Hej!
Ostatnio o tym glosno... Mowi sie, ze Chiny atakuja serwery USA, UK, Niemiec i Francji... inne kraje mozna sie domyslac, stoja w kolejce
Jak donosza rozne zrodla (np. http://www.heise-security.co.uk/news/95826 i podlinkwane strony), Chiny chca zdobyc w przeciagu okreslonego czasu przewage w cyberprzestrzeni na wypadek konfliktu zbrojnego.
Co sadzicie o takim wariancie?

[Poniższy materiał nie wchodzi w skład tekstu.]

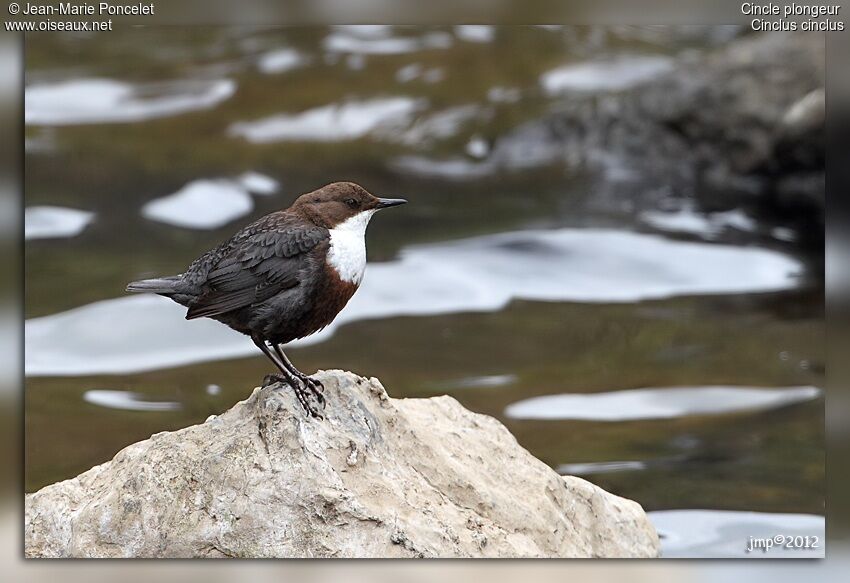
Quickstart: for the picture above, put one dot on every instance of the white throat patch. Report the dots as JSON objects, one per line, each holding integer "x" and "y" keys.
{"x": 347, "y": 253}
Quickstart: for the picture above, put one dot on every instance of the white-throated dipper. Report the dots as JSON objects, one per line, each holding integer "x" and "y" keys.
{"x": 284, "y": 276}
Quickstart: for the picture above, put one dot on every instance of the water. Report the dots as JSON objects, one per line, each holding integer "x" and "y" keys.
{"x": 677, "y": 355}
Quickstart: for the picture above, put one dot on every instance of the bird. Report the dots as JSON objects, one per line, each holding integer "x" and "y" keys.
{"x": 283, "y": 277}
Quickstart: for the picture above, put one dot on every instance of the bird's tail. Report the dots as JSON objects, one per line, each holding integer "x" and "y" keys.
{"x": 158, "y": 285}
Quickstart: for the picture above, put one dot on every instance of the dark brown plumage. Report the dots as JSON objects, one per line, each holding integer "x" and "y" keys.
{"x": 284, "y": 276}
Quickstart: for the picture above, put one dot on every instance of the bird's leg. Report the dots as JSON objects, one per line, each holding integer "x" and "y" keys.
{"x": 315, "y": 385}
{"x": 290, "y": 378}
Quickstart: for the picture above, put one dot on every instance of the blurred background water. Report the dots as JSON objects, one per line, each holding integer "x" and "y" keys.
{"x": 662, "y": 344}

Nie pytam czy to Chinczycy na prawde czy nie, chodzi mi o to, co sadzicie potencjalnych mozliwosciach osiagniecia tak postawionego celu. Czy da sie uzyskac globalna dominacje nad siecia w ten sposob jak to opisuja artykuly, ile lat moze to potrwac, jak rozumiecie taka 'przewage w cyberprzestrzeni'?

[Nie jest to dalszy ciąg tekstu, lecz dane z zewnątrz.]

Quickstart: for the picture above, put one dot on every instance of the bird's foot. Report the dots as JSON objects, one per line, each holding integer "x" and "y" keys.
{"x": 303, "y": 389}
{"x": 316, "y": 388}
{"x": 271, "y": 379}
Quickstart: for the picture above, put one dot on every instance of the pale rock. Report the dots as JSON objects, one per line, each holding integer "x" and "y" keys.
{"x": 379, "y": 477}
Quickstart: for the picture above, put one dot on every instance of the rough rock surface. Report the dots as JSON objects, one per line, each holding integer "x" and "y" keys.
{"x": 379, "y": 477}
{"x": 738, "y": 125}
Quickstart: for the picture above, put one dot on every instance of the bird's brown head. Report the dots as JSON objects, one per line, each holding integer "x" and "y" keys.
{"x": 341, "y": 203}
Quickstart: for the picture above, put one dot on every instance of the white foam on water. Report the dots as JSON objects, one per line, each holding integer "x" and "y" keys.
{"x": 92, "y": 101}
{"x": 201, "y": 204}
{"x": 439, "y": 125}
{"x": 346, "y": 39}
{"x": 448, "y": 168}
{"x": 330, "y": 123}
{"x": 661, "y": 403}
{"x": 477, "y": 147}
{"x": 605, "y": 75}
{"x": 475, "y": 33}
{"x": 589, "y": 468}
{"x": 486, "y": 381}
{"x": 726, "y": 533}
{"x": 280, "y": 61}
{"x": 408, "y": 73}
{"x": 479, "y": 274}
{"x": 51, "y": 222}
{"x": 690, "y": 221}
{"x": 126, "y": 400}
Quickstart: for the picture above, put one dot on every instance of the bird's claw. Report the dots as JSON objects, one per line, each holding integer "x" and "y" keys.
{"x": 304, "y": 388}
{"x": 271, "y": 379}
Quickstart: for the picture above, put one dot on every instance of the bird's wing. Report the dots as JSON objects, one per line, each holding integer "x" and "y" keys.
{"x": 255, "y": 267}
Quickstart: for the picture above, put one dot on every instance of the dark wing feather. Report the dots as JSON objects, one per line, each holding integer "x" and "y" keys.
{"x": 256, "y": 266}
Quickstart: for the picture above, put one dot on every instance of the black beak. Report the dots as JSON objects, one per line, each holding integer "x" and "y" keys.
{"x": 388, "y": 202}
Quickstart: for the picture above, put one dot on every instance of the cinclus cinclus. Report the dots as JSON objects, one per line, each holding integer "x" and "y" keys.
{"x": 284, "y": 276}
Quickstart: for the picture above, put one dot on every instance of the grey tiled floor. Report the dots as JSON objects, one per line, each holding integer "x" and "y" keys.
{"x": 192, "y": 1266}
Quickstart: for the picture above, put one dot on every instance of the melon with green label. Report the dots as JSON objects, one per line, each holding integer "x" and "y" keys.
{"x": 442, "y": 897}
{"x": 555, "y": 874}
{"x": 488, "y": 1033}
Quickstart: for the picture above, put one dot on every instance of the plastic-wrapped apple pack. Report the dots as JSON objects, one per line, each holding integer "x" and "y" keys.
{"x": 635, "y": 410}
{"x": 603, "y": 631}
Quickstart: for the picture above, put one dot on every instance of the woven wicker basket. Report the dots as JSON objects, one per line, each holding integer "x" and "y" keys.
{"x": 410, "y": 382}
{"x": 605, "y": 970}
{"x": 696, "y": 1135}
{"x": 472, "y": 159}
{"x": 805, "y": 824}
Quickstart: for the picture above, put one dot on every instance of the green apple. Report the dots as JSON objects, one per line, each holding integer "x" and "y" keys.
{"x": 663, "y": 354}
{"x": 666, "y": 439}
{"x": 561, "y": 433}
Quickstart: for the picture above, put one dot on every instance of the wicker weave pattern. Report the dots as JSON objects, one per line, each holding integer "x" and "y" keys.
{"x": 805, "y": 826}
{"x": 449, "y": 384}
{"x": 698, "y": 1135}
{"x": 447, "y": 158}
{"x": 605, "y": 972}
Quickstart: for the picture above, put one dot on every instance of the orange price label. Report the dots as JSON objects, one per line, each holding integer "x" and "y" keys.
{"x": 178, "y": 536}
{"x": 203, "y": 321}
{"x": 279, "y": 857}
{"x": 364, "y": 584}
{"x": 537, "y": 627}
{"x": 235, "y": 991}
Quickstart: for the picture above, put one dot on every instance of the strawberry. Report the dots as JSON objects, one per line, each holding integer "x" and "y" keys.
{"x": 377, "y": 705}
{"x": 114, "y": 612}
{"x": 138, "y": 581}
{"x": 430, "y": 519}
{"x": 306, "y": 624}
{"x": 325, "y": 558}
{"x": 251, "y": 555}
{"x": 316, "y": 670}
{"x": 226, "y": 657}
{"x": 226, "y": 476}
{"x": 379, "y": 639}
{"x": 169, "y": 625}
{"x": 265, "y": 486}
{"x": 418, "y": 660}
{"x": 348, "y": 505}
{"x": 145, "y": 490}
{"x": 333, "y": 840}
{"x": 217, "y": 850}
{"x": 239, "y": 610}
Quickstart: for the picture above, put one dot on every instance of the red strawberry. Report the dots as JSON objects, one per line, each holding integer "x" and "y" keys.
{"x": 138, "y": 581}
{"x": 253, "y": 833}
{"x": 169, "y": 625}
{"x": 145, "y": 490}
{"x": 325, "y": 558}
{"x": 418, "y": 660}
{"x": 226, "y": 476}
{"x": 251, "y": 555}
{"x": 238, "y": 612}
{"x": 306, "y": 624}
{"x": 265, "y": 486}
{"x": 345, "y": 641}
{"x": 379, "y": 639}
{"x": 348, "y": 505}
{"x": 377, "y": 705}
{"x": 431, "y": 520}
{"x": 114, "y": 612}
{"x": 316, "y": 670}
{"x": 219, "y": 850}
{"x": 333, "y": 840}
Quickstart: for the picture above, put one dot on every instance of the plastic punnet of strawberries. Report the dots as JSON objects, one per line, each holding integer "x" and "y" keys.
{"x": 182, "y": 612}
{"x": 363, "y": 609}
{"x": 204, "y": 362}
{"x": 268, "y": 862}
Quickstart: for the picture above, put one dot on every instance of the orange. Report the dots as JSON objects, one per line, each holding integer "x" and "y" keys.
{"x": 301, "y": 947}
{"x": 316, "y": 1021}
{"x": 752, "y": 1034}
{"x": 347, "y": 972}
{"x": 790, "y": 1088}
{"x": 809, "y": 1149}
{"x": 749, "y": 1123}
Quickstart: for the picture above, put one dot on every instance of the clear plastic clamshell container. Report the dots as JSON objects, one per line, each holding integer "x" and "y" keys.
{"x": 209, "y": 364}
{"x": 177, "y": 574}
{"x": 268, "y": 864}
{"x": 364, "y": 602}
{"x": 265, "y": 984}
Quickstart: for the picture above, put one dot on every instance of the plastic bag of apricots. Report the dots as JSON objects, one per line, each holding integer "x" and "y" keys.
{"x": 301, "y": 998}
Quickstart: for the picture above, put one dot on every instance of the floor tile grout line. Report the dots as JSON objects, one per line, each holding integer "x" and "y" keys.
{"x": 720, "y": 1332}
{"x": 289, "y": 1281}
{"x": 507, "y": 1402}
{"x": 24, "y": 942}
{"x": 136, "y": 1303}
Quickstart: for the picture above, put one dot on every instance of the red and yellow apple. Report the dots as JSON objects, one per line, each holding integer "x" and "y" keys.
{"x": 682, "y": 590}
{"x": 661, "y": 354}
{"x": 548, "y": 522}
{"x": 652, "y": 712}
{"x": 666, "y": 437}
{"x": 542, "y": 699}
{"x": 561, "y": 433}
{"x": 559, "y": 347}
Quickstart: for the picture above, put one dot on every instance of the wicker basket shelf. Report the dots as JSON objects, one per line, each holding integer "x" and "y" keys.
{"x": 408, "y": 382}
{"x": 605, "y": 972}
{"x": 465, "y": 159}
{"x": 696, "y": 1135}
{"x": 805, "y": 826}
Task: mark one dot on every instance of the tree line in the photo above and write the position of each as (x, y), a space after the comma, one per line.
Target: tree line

Od siebie powiem - moze to Chinczycy a moze nie, moze to tylko szum prasowy albo nagonka i szukanie kozla ofiarnego (a Chinczycy sie do tego idealnie nadaja w tym momencie) - sam zastanawiam sie jak daleko moze to zajsc i jakie sa szanse na powodzenie takiej akcji. Pamietajmy, ze jesli Chiny cos takiego by robily, to nie bylyby na pewno same w swoich staraniach - wiecej krajow lub nawet malych organizacji pozarzadowych moze robic to samo...

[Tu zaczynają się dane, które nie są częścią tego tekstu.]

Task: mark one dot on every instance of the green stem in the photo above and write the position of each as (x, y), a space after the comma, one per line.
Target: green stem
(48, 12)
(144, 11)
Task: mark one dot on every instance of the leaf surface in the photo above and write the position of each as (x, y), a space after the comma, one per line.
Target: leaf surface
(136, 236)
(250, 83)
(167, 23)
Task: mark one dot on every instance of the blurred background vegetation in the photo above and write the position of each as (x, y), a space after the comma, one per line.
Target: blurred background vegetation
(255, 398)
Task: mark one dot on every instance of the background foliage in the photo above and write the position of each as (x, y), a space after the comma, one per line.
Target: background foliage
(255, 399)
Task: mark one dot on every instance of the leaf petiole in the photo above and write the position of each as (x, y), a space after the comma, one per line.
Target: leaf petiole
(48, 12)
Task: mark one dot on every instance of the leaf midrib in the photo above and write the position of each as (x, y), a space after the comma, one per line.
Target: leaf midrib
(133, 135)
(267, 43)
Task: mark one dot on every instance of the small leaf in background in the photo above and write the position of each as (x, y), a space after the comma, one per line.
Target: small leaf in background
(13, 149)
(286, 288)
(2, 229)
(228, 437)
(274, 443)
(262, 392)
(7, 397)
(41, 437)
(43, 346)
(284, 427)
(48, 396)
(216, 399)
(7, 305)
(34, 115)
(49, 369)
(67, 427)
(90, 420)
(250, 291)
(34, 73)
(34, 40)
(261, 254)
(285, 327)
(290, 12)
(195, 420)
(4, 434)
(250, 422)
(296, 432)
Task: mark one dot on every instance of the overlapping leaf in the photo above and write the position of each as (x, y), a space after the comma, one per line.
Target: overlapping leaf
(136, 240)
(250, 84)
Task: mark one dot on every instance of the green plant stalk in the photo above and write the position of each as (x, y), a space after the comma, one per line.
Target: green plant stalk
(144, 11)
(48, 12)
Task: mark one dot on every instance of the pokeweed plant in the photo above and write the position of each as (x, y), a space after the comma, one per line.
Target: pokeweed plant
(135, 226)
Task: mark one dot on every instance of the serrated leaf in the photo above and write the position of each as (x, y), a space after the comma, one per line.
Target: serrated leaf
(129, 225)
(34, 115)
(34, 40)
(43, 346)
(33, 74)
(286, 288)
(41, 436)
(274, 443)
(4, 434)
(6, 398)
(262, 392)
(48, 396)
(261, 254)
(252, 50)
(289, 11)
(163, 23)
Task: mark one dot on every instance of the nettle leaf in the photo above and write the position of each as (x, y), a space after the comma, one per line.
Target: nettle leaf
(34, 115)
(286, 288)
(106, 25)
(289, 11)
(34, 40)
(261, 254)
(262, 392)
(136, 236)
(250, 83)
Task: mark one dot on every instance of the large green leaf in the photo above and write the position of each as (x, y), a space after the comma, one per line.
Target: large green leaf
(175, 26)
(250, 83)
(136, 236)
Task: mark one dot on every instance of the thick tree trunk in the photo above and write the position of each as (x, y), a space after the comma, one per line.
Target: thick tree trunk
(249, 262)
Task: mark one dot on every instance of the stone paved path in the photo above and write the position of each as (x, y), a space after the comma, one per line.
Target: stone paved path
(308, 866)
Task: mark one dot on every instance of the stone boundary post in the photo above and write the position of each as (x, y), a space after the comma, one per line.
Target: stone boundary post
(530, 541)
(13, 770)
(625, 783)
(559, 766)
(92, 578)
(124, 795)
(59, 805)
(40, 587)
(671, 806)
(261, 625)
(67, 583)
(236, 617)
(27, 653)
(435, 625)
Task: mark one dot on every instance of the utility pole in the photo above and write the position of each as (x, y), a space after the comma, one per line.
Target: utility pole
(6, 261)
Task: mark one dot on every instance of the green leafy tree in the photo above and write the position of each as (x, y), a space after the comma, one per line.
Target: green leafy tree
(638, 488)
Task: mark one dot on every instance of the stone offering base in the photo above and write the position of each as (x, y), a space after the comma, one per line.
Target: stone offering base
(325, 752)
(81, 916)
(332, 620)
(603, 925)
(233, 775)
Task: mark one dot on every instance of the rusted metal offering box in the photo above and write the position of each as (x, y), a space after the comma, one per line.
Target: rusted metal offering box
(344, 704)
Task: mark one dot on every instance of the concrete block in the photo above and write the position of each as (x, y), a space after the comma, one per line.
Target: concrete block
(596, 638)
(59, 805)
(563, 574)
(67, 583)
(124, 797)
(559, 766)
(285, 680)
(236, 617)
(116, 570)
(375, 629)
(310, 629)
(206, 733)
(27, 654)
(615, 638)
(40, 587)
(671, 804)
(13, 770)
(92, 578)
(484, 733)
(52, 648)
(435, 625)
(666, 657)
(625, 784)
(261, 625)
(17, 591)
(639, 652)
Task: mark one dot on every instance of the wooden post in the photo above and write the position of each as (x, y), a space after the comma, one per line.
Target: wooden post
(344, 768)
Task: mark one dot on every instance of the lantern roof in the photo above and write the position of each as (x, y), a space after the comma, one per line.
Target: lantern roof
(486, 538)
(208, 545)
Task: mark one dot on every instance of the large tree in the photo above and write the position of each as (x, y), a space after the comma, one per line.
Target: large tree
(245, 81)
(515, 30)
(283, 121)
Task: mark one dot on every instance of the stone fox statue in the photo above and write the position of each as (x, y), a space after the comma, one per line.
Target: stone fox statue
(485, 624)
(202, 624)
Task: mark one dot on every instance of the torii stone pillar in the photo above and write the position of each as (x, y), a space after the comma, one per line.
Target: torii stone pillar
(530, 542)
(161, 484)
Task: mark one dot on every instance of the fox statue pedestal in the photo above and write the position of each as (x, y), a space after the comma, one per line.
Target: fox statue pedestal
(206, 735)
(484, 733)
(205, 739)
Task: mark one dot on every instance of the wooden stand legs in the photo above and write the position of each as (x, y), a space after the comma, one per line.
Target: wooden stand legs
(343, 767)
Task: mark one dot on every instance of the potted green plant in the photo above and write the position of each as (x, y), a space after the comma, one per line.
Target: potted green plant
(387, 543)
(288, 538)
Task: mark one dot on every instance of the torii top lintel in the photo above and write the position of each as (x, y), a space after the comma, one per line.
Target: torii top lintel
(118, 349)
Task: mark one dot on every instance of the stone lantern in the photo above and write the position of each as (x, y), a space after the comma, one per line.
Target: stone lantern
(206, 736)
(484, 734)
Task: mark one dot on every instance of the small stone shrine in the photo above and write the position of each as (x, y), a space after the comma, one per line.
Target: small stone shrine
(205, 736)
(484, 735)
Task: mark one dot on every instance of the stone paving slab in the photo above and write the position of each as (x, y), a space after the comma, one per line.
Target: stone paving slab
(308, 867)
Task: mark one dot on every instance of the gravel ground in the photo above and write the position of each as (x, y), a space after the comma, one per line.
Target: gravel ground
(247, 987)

Rozne modele matematyczne wskazuja ze globalna dominacja nad siecia jest mozliwa... a czas jaki jest na to potrzebny jest tak krotki, ze strach sie bac!
Czy sadzicie, ze dojdzie do takiej sytuacji, ze dla wlasnego bezpieczenstwa wylaczymy internet (w sensie globalnym)?